Il y a dans « La Première œuvre », d'Olivier Paquet, une cassure de la narration qui me dérange, et la thématique de l'art me paraît un peu trop prégnante dans la S-F française, mais… comment le dire sans passer pour un cuistre ?… il y a là, aussi, une volonté de bien faire qui n'est pas si répandue parmi les jeunes auteurs. Philippe Curval, lui, fait bien, et très bien, depuis longtemps, et « Canards du doute », variation sur un thème bradburyen (les mots remèdes aux maux), ne dépare en rien sa riche bibliographie. On retrouve un nouvel auteur, Matthieu Walraet, avec « Le Prix du pardon » ; j'admets volontiers qu'une certaine surdose de cléricalisme, ces temps-ci, me pousse à une coupable… indulgence envers cette vignette plus amusante que marquante. « Craqueur », d'Alain Le Bussy, est un texte classique, simakien, disons, ce qui n'est pas un défaut ; narration solide, ouvrage d'artisan doué. (D'ailleurs, il faudrait à notre S-F plus d'artisans et moins d'artistes. Si, si.)

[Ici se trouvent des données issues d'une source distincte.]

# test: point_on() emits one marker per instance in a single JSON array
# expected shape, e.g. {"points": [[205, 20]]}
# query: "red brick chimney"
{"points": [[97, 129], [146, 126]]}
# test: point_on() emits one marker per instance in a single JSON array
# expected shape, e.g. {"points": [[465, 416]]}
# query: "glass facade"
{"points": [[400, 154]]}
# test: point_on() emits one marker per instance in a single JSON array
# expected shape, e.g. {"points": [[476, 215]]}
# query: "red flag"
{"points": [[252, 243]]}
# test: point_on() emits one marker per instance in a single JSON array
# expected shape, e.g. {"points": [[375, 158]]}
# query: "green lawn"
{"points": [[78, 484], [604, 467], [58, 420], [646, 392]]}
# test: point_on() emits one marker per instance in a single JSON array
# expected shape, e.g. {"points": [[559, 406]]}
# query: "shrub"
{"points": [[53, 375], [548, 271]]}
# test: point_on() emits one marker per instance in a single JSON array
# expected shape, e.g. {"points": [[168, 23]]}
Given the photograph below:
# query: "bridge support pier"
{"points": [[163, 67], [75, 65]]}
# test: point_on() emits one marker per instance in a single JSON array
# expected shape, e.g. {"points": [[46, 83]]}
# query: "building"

Le recueil s'achève sur un bouquet final de quatre longs récits qui sont, dans des registres divers, parmi les plus beaux qu'ait produits le domaine dans notre langue, des textes qui seraient tout à fait à leur place sur une liste de prix Hugo ou Nebula. Tout d'abord, « Ce qui n'est pas nommé », de Roland C. Wagner, appartient à sa veine exotique, qu'illustrent par ailleurs ses deux space opéras chez l'Atalante ; c'est aussi une réflexion lancinante sur le prix et la valeur du savoir, et peut-être bien la nouvelle de l'auteur la plus aboutie. « La Fin du big bang », de Claude Ecken, ravit par sa déclinaison fascinante et subtile du thème pourtant fort rebattu des univers parallèles. Ugo Bellagamba use des codes du steampunk dans « L'Apopis républicain » afin de mettre en scène avec une grande maestria pour un écrivain alors encore très vert un futur alternatif au goût doux-amer d'illusions brisées. Et « Nulle part à Liverion » de Serge Lehman réussit à se trouver en phase d'une part avec l'actualité européenne la plus récente et, d'autre part, avec le sommaire de ce numéro, puisqu'on pourrait résumer ce vrai chef-d'œuvre par deux formules chères à Michel Jeury — ceux qui ne voient pas lesquelles n'auront qu'à nous poser la question.
En fin de compte, voilà un panorama varié, dont la richesse laisse un peu rêveur quand on considère que la sélection se limite (en trichant un peu) à cinq années de production. S'il y a encore des esprits chagrins pour dénigrer la S-F d'expression française après avoir lu cette anthologie… qu'ils crèvent.